The right-of-way grant was set to expire in 2004 unless the Department of Interior’s Bureau of Land Management approved a renewal to the pipeline’s owners: BP Pipeline, Phillips Trans Alaska Co., ExxonMobil Pipeline Co., Williams Alaska Pipeline Co., Amerada Hess Pipeline Corp. and Unocal Pipeline Co.

The environmental impact statement Argonne delivered in November 2002 provided valuable data to make the renewal decision. It is the most comprehensive independent study of the pipeline published since its construction.

“We provided an unbiased scientific analysis of the effects of TAPS on the Alaskan and U.S. economies, ecological resources and indigenous culture,” said project manager John Krummel of Argonne’s Environmental Assessment Division. “Since 18 percent of domestic oil production flows through the pipeline, this project affects us all.”

Though the crude oil TAPS helps these oil companies bring to market is responsible for a majority of the State of Alaska’s budget, there has long been concern over the pipeline’s effect on its surroundings. The pipeline crosses many rivers as well as the migration routes of caribou and moose, long a means of economic and cultural resources for Alaskan Natives.

The study considered the impacts of the pipeline operation ranging from the potential environmental damage from an accidental oil spill to the economic benefits of oil revenues on education.
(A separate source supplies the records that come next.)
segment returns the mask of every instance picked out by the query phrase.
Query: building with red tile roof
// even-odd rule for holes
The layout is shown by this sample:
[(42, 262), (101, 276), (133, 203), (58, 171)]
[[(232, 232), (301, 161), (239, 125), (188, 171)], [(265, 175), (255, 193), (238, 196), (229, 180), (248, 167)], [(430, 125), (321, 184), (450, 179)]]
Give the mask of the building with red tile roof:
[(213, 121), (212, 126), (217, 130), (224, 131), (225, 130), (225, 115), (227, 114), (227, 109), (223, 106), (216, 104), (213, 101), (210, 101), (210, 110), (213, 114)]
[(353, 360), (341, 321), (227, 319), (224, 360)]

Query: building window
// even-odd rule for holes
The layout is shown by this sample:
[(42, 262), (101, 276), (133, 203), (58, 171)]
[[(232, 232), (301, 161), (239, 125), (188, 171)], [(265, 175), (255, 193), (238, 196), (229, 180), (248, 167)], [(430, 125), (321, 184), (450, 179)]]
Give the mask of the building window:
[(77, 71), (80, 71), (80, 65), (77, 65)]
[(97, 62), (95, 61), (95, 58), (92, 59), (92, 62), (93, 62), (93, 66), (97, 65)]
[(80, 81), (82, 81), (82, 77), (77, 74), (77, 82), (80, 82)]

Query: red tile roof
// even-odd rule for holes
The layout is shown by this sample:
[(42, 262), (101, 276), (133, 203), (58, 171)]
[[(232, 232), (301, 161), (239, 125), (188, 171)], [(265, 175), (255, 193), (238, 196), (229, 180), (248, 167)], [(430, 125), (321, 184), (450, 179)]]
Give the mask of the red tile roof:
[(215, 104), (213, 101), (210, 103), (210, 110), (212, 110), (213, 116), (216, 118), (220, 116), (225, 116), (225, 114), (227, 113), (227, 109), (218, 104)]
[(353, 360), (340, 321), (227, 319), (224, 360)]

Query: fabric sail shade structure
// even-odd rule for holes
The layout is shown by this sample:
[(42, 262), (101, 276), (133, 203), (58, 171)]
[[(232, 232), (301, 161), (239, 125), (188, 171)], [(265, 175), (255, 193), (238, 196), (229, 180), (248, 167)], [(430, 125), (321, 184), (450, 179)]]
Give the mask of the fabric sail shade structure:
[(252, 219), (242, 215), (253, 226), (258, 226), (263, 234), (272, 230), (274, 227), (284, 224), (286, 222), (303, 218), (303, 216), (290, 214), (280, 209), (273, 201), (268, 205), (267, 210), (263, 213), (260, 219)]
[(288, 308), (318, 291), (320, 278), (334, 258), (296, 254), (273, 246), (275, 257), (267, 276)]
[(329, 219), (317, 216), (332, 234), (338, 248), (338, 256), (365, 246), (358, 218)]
The study also evaluated the consequences of not renewing the lease.

“It was important to the owner companies that they obtain an unbiased assessment, because pipeline operations are a controversial issue,” Krummel said. “We were proud to do it and recognize a balance needs to be achieved between protecting some of our nation’s most important landscapes and delivering oil to domestic markets.”

Argonne’s Environmental Assessment Division was chosen for the work because of its past experience with other large-scale projects, such as evaluating depleted uranium reserves in Kentucky and Ohio and assessing the impact of hydro-power generation on the Colorado River.

The U.S. Bureau of Land Management directed Argonne’s activities. The environmental impact statement was funded by Alyeska Pipeline Service Co.